When my uncle died at the age of about eighty-five years, the common was unoccupied, and it had the appearance that property takes on when the owner is intemperate or absent, or when heirs cannot agree to a division. The settlement of my uncle’s estate was put into the hands of Mr. Ephraim Graham, whose brother had married my uncle’s eldest daughter. My uncle’s children were scattered, and apparently they inherited their father’s indifference to property. Graham was unable to finish any business, and after ten or more years he died, leaving the estate unsettled. Finally, the ladies of the village took possession of the common, removed the rubbish, leveled the ground, and made the spot an agreeable feature of the town.

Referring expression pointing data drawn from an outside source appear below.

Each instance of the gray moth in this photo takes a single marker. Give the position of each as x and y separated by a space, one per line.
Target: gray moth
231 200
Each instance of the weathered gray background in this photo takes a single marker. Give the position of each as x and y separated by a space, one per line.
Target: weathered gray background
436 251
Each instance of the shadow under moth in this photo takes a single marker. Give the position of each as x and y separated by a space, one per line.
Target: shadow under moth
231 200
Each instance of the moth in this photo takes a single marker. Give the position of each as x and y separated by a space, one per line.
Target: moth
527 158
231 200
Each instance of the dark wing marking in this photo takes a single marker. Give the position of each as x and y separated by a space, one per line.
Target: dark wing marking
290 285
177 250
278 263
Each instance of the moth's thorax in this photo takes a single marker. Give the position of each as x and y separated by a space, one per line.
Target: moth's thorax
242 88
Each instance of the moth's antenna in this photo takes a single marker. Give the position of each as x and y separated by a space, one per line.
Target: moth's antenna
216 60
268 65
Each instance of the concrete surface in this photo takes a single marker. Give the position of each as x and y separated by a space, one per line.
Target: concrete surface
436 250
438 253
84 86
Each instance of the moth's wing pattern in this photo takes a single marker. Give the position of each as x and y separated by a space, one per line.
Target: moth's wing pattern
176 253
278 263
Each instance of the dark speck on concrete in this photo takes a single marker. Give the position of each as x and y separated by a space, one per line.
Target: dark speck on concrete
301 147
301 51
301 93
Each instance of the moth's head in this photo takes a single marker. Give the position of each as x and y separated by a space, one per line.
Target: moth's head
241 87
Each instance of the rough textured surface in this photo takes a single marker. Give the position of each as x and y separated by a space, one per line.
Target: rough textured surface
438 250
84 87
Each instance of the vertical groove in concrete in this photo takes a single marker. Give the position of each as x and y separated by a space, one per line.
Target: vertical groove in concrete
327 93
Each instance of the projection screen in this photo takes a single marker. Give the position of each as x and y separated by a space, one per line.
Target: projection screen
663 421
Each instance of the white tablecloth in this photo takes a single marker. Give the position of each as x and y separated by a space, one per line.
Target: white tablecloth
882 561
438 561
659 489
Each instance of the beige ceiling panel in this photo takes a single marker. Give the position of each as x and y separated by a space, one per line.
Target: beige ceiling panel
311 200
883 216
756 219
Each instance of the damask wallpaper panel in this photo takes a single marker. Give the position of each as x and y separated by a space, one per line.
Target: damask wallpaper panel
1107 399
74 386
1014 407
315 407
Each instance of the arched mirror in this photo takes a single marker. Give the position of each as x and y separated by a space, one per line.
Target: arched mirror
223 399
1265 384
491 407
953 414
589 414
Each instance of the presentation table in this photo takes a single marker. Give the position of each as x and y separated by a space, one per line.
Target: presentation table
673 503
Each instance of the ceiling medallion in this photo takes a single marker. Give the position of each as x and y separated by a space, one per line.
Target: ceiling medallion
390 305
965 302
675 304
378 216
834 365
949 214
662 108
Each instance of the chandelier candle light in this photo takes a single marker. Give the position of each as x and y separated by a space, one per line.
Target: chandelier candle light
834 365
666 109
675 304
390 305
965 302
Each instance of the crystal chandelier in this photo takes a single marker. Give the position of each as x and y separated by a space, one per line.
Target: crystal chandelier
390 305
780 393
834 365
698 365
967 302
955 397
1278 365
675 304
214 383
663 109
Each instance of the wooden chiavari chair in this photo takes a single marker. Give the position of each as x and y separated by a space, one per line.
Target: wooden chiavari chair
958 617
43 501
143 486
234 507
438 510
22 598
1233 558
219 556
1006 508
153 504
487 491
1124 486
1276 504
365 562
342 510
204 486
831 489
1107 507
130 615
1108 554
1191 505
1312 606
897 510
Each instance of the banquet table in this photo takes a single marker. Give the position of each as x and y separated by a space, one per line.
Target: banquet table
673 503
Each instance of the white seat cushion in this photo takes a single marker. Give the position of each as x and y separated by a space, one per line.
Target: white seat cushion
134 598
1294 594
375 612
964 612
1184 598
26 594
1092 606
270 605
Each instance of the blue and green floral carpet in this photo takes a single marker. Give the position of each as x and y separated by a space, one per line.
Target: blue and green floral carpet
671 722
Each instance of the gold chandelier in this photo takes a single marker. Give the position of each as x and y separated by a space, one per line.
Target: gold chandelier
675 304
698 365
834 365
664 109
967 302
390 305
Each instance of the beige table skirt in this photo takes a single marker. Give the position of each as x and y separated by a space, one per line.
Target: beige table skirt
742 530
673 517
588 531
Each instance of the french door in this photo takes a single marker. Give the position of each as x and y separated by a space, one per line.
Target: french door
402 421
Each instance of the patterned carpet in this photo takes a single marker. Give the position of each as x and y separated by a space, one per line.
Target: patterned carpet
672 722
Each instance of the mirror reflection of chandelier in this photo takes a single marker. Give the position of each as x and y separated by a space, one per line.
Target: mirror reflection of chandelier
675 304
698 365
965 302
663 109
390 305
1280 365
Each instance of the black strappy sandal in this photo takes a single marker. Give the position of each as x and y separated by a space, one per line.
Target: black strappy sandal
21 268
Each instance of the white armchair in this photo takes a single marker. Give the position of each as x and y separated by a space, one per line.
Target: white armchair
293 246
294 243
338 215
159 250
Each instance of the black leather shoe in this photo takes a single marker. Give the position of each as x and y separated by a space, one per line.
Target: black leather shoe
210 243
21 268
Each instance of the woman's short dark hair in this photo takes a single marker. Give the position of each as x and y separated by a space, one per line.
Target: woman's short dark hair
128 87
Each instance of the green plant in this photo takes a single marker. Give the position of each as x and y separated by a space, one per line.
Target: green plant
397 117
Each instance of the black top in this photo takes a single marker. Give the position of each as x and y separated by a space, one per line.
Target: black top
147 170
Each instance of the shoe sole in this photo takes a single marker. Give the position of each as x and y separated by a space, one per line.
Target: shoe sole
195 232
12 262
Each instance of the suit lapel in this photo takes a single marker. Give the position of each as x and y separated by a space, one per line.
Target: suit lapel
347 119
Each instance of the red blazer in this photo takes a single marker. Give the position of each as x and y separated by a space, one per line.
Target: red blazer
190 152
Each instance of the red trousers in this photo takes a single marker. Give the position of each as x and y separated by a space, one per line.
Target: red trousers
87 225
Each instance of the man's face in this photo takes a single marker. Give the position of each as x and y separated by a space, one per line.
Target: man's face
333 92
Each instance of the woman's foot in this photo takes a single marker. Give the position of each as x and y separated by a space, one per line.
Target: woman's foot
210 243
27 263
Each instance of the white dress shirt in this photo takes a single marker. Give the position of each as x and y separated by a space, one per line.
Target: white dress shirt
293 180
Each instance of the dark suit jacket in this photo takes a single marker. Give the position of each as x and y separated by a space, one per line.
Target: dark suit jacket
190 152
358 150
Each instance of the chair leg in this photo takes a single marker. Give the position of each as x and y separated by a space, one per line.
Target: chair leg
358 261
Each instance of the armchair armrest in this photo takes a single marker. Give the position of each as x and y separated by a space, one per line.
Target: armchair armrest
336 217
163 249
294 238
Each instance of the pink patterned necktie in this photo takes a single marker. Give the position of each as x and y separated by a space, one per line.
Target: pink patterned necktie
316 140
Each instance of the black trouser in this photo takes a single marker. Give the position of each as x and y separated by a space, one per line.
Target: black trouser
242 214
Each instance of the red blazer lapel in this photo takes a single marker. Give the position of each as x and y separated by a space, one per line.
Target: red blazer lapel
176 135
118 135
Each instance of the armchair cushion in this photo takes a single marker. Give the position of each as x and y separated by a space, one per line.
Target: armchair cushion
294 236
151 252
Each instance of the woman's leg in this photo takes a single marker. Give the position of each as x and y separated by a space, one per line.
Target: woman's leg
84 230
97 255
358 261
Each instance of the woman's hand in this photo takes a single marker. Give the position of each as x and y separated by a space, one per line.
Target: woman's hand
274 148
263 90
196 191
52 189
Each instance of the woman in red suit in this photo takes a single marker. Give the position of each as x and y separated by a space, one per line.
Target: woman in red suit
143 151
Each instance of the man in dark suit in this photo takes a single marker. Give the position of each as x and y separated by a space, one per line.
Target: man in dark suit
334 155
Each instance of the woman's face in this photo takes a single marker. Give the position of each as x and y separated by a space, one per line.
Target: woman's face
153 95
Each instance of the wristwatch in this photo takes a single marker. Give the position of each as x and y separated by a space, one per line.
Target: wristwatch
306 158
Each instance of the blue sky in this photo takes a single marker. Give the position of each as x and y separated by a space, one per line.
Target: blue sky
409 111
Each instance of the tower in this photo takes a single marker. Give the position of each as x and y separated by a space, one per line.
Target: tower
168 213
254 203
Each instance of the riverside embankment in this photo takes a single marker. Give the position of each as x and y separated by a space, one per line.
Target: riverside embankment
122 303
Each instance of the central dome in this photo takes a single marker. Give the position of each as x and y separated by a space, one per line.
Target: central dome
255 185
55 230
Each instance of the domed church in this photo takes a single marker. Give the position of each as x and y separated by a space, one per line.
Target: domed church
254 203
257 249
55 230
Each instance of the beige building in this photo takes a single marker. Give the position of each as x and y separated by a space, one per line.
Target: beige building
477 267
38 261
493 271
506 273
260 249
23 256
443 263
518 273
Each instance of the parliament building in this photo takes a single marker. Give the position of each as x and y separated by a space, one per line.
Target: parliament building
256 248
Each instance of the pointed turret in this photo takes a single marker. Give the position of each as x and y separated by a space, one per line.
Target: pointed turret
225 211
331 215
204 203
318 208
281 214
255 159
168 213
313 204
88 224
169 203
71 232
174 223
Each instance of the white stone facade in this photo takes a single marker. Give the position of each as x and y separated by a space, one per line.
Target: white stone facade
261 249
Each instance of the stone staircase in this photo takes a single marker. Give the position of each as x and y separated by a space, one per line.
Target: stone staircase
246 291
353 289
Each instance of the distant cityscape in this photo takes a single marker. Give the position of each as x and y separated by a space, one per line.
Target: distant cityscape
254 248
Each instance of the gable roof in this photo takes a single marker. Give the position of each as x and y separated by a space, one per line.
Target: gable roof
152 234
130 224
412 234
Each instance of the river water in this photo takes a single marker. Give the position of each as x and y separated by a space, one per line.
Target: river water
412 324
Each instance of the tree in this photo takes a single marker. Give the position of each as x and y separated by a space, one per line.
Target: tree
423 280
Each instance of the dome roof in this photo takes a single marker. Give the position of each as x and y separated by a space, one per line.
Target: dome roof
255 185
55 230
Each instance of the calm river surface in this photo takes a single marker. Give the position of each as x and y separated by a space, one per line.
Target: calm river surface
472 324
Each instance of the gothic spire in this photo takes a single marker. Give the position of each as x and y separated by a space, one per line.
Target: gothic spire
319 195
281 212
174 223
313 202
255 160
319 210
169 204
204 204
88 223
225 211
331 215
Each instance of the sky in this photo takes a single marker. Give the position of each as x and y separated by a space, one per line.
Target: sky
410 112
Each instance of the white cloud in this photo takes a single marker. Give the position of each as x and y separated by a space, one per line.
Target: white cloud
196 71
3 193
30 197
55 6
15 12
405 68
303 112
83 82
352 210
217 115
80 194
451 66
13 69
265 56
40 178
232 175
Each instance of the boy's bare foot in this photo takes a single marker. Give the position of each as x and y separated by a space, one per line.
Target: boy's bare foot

Of the teachers of the village school there are several that I remember with gratitude, and I cannot but think that some of them were very good teachers. My first teacher was Martha Putnam, afterwards Mrs. Nathaniel F. Cunningham. Of her as a teacher I can recall nothing. Her father, Major Daniel Putnam, was the principal trader in the village. For the time and place his accumulations were very large. Nancy Stearns, afterwards Mrs. Benjamin Snow, was the teacher of the summer school for many years. But beyond comparison Cyrus Kilburn was the best teacher of the town, and a person who would have ranked high among teachers at any period in the history of the State. He was not a learned man in a large sense, but his habit was to investigate the subjects within his scope, with great thoroughness. Grammar was his favorite study, and he devised a system of analysis in parsing quite in advance of the time. He had the faculty of putting questions and of changing them to meet the capacities of the pupils. He compelled thinking. I attended the winter school about ten terms, and of these not less than six terms were taught by Mr. Kilburn.
In later years we had Colburn’s Sequel as the arithmetic.